Just three weeks later, on March 24, police raided another meth cooker’s “lab” in a North Sixth Street home near a school in Apollo and found a 4-year-old child in the house.  And last year in the Lehigh Valley, a Salisbury Township man pleaded guilty to cooking meth in the same home where his daughters, ages 2 and 4, lived.  This operation was also just blocks from a school.

“These labs are no longer principally a rural problem,” Cassesse said.  “Supply and demand is causing them to move right into our communities in places you can’t imagine, right next to schools and day care centers.”

And so it was last month right here in Lancaster County that our drug task force raided an East Earl home that is within two miles of three schools on the suspicion of meth production and discovered two children, ages 7 and 11.  Detectives determined that these children had been present during the manufacturing process.  The children were released to the care of a reliable relative, but their mother is now in prison.

Lancaster County District Attorney Craig Stedman noted that the mother and her 30-year-old male friend recently moved to Lancaster County from Florida specifically with the intention of producing and selling methamphetamine.  The couple used the “Shake n’ Bake” or “One Pot” methods to cook and produce the drug – production methods which are extremely unstable, flammable and explosive.
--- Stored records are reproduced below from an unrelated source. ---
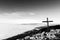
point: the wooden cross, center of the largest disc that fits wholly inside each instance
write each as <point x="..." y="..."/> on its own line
<point x="47" y="22"/>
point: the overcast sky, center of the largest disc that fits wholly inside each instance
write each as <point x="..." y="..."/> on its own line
<point x="31" y="10"/>
<point x="15" y="12"/>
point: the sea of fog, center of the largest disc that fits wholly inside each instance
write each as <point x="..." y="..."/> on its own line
<point x="9" y="30"/>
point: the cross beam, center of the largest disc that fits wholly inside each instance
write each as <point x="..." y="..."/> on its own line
<point x="47" y="22"/>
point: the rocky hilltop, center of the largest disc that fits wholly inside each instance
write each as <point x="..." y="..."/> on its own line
<point x="39" y="33"/>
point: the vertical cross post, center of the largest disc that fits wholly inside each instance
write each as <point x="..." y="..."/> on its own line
<point x="47" y="22"/>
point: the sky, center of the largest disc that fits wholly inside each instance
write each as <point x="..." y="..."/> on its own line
<point x="15" y="12"/>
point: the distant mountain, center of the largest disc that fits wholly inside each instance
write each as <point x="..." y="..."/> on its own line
<point x="34" y="31"/>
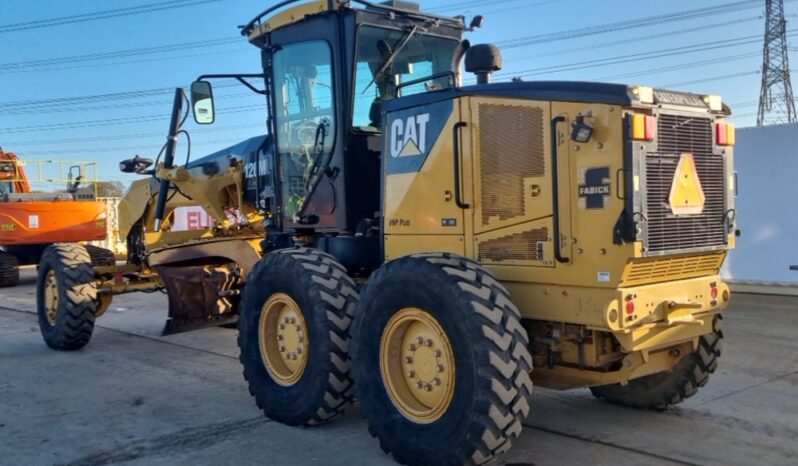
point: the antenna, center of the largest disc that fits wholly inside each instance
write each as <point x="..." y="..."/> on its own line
<point x="776" y="104"/>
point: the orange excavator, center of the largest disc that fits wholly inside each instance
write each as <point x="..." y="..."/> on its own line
<point x="30" y="221"/>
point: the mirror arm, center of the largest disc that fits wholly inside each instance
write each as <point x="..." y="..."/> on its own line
<point x="242" y="78"/>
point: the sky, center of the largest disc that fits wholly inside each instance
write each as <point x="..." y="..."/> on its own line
<point x="139" y="58"/>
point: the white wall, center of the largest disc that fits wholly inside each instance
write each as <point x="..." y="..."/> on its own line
<point x="766" y="160"/>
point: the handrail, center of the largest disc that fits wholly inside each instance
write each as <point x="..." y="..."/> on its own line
<point x="457" y="199"/>
<point x="555" y="193"/>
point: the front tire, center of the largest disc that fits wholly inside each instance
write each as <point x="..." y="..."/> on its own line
<point x="66" y="296"/>
<point x="440" y="361"/>
<point x="660" y="391"/>
<point x="100" y="257"/>
<point x="294" y="336"/>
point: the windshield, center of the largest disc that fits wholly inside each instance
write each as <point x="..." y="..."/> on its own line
<point x="420" y="57"/>
<point x="304" y="118"/>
On top of the health and safety concerns for these children are the untold psychological affects that take lengthy therapy and financial resources to resolve.  Under House Bill 1289, which now moves to the Senate for consideration, persons or guardians who cause children to witness drug trafficking will not only do the required jail time, but the judge would also be empowered to add time to the regular sentence for each child present.

As a conservative, I do not believe that passing a slew of new laws every legislative session is the yardstick for which to measure effective political leadership.  Many times, tweaking existing statutes to make them right and getting rid of obsolete ones are in fact what voters are looking for.  And so, this measure is not a new law, and it is not another “mandatory minimum” sentence. It is a sentencing enhancement tool that judges can use at their discretion when considering the heinousness of a crime and the particular events of each case.

I am hopeful that this measure can move through the Senate quickly and be signed into law by the governor.  Methamphetamine is a drug that destroys families and completely consumes its victims – both their minds and their bodies.  Increasing prison time for exposing children to meth and any other drug trafficking may provide the deterrent needed to make people think twice about doing so.